Pasqua amara per il settore della formazione
La formazione professionale in Campania vive un momento delicato, segnato da incertezze e attese. Al centro della questione c’è la mancata convocazione del tavolo istituzionale da parte dell’assessore Angelica Saggese, richiesta a gran voce dagli operatori del settore. Nicola Troisi, segretario del Movimento Libero e Autonomo, utilizza un’immagine simbolica per descrivere la situazione: nell’uovo di Pasqua, più che una sorpresa, si spera di trovare una convocazione ufficiale.
Il comparto ha attraversato una lunga fase di attesa, accompagnando i cambiamenti istituzionali con spirito di collaborazione. Tuttavia, la mancanza di segnali concreti sta alimentando preoccupazioni crescenti. Il nodo principale riguarda il futuro dopo la conclusione del programma GOL, che ha sostenuto per mesi le attività di oltre 400 imprese della formazione. Senza nuove misure, il rischio è quello di una crisi diffusa che coinvolgerebbe lavoratori e aziende.

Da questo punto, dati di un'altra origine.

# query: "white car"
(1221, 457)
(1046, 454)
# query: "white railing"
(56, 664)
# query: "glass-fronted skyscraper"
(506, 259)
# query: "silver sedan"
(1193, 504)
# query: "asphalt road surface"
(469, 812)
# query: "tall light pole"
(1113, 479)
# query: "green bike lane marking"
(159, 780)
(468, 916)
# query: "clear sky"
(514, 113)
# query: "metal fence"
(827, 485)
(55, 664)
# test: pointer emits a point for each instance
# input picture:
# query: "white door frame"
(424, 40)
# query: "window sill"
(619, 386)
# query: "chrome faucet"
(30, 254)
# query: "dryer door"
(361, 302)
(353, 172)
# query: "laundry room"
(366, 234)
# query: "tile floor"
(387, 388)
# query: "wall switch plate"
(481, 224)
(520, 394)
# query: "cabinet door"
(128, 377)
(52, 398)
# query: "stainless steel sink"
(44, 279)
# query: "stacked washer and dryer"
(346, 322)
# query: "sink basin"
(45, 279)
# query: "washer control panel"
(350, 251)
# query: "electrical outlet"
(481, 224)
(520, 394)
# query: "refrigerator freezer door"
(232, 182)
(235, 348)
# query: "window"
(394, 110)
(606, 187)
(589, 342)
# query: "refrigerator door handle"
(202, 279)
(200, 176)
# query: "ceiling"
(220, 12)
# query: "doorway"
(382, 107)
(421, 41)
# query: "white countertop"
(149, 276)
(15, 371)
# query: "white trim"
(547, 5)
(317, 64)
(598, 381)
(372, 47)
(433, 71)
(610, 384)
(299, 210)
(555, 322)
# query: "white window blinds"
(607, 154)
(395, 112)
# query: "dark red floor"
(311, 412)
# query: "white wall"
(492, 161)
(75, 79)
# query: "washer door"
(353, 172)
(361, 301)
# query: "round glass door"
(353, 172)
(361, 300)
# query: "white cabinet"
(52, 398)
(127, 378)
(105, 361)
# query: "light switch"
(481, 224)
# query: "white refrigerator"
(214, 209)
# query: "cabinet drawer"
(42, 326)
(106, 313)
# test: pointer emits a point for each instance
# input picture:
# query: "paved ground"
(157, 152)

Il futuro della formazione in Campania
Gli operatori chiedono un confronto immediato con le istituzioni per individuare soluzioni condivise. La sensazione diffusa è quella di un settore lasciato in sospeso, senza indicazioni chiare su come affrontare le sfide imminenti.
Tra le priorità segnalate vi è lo sblocco di percorsi formativi fondamentali, come quelli per OSS, che potrebbero rappresentare una risposta concreta alle esigenze del mercato del lavoro. Tuttavia, senza un dialogo diretto, ogni proposta rischia di rimanere inattuata.
La richiesta è chiara: avviare un percorso di confronto che permetta di costruire strategie efficaci e sostenibili. La formazione professionale rappresenta un pilastro per lo sviluppo del territorio, e il suo futuro non può essere lasciato all’incertezza.